Der Shooting-Star der Pariser Haute Couture-Woche im Juli hieß Iris van Herpen. Die 27-jährige Holländerin war als Gast-Designerin zum hochkarätigsten Event der Modewelt geladen, präsentierte knapp fünfeinhalb Minuten und stellte mit ihren futuristischen Kreationen die etablierten Design-Stars – darunter solche Branchen-Größen wie Gaultier, Lagerfeld und Armani – in den Schatten. Für van Herpen selbst ist Mode Kunst und damit viel mehr als Bekleidung oder ein kommerzieller Faktor. Ihre Entwürfe sind kompromisslos avantgardistisch und orientieren sich weder an einem Vorbild noch an Konventionen. Inzwischen reagierten andere Künstler auf die Kreativ-Designerin respektive Künstlerin: Lady Gaga und die isländische Rock-Sängerin Björk tragen ihre Outfits auf der Bühne und inszenieren sich auch durch die designerische Handschrift Iris van Herpens als Stil-Ikonen.
Kreative Visionen wie McQueen und Galliano
Das Rüstzeug für ihre Gratwanderung zwischen Modedesign und Kunst erhielt sie an der Kunsthochschule ArtEZ im niederländischen Arnheim und nicht zuletzt durch ein Praktikum bei Alexander McQueen, der zusammen mit John Galliano lange als Enfant terrible, aber auch als Vordenker heutiger Kreativ-Mode gilt. McQueen nahm sich 2010 im Alter von nur 41 Jahren selbst das Leben – Branchenkenner sehen Iris van Herpen bereits als legitime Nachfolgerin des genialen Briten.
Galaktische Mode und traditionelles Handwerk
Van Herpens Kreationen wirken oft wie Bilderwelten von einem anderen Stern. Ihre Models bewegen sich auf dem Laufsteg wie lebendige Skulpturen. Ein Kleid ihrer Kollektionen ist fast nie ein Kleid, sondern ein Drapeé aus schwarzen Plastik-Tentakeln, eine Speichenkreation mit Tudorkragen oder die Nachbildung eines Skeletts.
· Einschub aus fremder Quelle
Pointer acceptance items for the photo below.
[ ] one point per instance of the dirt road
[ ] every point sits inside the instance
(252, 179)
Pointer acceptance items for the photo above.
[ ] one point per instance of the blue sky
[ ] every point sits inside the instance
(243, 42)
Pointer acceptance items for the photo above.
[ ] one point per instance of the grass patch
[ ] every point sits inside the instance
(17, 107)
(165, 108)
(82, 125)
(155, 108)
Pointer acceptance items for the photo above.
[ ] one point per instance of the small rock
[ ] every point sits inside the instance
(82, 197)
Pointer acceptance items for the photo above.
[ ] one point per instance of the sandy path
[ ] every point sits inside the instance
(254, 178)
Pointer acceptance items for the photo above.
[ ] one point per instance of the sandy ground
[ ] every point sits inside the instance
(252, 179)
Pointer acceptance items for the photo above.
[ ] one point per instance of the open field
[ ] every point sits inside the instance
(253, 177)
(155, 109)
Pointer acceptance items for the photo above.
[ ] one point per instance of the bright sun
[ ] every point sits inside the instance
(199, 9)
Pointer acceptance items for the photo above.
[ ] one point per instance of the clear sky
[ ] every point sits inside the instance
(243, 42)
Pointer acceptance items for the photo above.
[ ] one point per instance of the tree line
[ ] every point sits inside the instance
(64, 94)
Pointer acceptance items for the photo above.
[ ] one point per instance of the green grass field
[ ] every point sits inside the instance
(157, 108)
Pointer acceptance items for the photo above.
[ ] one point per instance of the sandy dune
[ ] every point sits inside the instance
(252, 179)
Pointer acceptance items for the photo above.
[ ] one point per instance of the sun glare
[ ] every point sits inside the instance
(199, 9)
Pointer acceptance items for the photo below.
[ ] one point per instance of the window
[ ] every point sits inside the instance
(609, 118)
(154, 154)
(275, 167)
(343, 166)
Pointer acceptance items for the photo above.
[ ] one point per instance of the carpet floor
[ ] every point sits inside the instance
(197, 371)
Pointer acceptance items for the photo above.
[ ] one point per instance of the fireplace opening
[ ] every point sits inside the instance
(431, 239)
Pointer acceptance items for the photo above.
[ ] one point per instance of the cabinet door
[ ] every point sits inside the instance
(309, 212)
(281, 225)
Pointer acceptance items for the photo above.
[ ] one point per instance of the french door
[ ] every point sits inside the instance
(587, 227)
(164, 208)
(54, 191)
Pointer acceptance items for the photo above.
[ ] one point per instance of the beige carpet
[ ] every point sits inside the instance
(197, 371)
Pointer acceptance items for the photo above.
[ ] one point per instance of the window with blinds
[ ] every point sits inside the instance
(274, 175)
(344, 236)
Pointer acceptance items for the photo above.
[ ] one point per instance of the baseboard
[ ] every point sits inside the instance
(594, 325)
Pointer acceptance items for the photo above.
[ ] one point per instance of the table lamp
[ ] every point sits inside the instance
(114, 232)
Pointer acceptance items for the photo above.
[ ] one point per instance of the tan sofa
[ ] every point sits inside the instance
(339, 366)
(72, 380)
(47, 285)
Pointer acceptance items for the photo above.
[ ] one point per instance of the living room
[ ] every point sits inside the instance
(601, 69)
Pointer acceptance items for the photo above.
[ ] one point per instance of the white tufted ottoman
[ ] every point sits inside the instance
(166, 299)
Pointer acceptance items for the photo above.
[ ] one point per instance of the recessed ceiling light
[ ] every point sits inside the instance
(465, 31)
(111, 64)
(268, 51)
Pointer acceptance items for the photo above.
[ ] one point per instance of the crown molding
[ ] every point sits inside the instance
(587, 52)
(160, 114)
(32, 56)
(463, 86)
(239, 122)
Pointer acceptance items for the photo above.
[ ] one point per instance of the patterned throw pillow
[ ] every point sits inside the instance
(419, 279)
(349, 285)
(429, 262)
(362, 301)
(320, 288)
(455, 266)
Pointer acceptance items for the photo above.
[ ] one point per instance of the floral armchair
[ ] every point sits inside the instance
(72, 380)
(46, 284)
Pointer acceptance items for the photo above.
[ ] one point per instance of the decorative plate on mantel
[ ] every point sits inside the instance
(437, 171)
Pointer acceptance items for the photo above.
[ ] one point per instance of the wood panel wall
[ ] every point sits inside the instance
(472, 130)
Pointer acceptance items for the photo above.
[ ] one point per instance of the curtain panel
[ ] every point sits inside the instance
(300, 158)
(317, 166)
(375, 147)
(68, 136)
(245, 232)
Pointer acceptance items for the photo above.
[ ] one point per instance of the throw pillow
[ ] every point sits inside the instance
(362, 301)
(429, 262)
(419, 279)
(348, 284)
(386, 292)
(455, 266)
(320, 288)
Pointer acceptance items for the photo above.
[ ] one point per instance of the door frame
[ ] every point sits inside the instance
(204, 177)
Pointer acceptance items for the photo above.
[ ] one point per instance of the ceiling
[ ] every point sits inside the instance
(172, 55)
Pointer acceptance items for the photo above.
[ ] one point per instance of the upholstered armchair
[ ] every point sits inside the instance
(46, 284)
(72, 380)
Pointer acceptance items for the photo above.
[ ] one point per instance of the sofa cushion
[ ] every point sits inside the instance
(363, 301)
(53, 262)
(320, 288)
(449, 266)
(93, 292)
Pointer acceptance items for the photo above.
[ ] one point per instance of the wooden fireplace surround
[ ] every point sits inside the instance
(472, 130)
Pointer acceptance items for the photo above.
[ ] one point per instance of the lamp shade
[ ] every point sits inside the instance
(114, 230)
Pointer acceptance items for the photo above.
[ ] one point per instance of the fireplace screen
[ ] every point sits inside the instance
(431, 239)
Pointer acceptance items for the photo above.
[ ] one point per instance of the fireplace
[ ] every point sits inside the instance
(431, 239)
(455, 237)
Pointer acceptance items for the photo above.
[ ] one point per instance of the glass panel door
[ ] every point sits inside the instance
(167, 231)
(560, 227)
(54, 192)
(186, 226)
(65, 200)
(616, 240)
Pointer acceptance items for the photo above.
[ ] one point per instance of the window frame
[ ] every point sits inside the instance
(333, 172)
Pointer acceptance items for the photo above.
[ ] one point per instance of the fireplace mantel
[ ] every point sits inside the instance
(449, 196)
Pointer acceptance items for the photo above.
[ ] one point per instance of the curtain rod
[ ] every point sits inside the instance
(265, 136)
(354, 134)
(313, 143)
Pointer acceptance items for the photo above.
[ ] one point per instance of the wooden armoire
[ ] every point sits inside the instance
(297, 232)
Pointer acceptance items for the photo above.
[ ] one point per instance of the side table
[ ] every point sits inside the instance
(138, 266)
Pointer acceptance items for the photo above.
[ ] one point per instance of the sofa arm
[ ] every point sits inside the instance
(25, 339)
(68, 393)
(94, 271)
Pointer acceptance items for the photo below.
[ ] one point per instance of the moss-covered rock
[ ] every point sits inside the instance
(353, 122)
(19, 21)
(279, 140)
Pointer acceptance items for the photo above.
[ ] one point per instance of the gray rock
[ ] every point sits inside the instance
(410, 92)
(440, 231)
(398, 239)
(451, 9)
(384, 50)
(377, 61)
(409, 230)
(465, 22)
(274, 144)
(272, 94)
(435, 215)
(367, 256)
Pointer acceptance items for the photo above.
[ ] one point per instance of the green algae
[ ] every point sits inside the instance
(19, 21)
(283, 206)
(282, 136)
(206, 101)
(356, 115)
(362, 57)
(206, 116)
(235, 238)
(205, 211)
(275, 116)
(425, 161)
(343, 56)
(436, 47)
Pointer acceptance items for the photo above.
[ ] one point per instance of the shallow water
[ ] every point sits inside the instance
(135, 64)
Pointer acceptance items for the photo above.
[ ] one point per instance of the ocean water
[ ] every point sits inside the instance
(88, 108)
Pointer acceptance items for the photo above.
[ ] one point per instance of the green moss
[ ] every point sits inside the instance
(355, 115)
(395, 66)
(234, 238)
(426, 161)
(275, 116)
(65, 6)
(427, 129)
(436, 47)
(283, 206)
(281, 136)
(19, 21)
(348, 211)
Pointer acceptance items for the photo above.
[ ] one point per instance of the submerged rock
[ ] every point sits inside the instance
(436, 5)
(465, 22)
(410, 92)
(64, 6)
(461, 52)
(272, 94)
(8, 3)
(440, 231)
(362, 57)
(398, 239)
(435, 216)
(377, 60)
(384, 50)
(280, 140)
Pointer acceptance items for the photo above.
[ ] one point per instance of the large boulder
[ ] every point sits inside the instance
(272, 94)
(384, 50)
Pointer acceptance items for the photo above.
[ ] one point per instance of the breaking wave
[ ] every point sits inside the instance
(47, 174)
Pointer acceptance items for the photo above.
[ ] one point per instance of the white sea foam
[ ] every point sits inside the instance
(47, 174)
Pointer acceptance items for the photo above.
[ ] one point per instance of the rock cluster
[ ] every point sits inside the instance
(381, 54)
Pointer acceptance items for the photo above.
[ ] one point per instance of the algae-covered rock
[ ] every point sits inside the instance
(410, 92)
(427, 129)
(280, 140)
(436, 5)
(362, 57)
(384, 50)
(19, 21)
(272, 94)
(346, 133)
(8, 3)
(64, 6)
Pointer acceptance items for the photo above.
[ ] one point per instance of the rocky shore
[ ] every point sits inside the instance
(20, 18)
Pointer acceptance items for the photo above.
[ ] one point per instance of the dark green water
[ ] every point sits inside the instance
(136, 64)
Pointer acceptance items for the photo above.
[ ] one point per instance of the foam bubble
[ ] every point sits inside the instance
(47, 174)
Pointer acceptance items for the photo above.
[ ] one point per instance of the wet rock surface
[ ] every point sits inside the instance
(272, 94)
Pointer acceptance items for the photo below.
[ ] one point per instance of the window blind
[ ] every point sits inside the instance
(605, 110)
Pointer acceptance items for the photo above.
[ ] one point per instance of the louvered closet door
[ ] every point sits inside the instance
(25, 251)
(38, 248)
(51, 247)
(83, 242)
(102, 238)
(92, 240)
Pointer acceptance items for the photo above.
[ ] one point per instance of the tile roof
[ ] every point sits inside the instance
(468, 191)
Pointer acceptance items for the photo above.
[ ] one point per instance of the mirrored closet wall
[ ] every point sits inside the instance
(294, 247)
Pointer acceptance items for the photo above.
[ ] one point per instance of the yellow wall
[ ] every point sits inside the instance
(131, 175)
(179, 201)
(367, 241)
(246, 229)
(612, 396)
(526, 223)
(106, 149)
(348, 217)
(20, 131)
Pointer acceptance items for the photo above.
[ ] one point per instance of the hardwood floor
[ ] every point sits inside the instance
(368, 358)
Nicht nur Mode- sondern auch Kunstkenner zeigten sich begeistert von den filigranen – allerdings absolut alltagsuntauglichen – Gebilden.
Iris van Herpen kommentierte ihr Werk weniger galaktisch: Sie setze auf die Kombination von Alt und Neu und nicht zuletzt auf traditionelle – und in ihren Augen allmählich verschwindende – Handwerkskunst. Alle ihre Outfits sind von Hand gefertigt, selbst konventionelle Nähmaschinen kommen nicht zum Einsatz
Computergestützte Präzision
Ihre Entwürfe erarbeitet Iris van Herpen am Computer. Der Ausgangspunkt für die Modelle ist nicht visuell, sondern eine Abstraktion. Danach definiert und berechnet sie – vergleichbar einer Architektin – jedes einzelne Detail. Formal und bei den Materialien für ihre Kleider setzt sie konsequent auf Innovationen: Hartplastik, Metallseide und gesmoktes Leder kommen ebenso zum Einsatz wie Polyamidpulver, 3D-Prints oder – für ein Outfit ihrer Kollektion „Chemical Crows“ 2008 – die Speichen von insgesamt 700 Kinderschirmen.
Extreme Kreativität, Mut zum Experiment und ein künstlerisch-designerisches Selbstverständnis, das sich nicht an konventionellen Grenzen orientiert, bilden die Grundlage der ästhetischen Vision van Herpens – der neue Stern in der Couture-Galaxis wird hoffentlich sehr lange leuchten.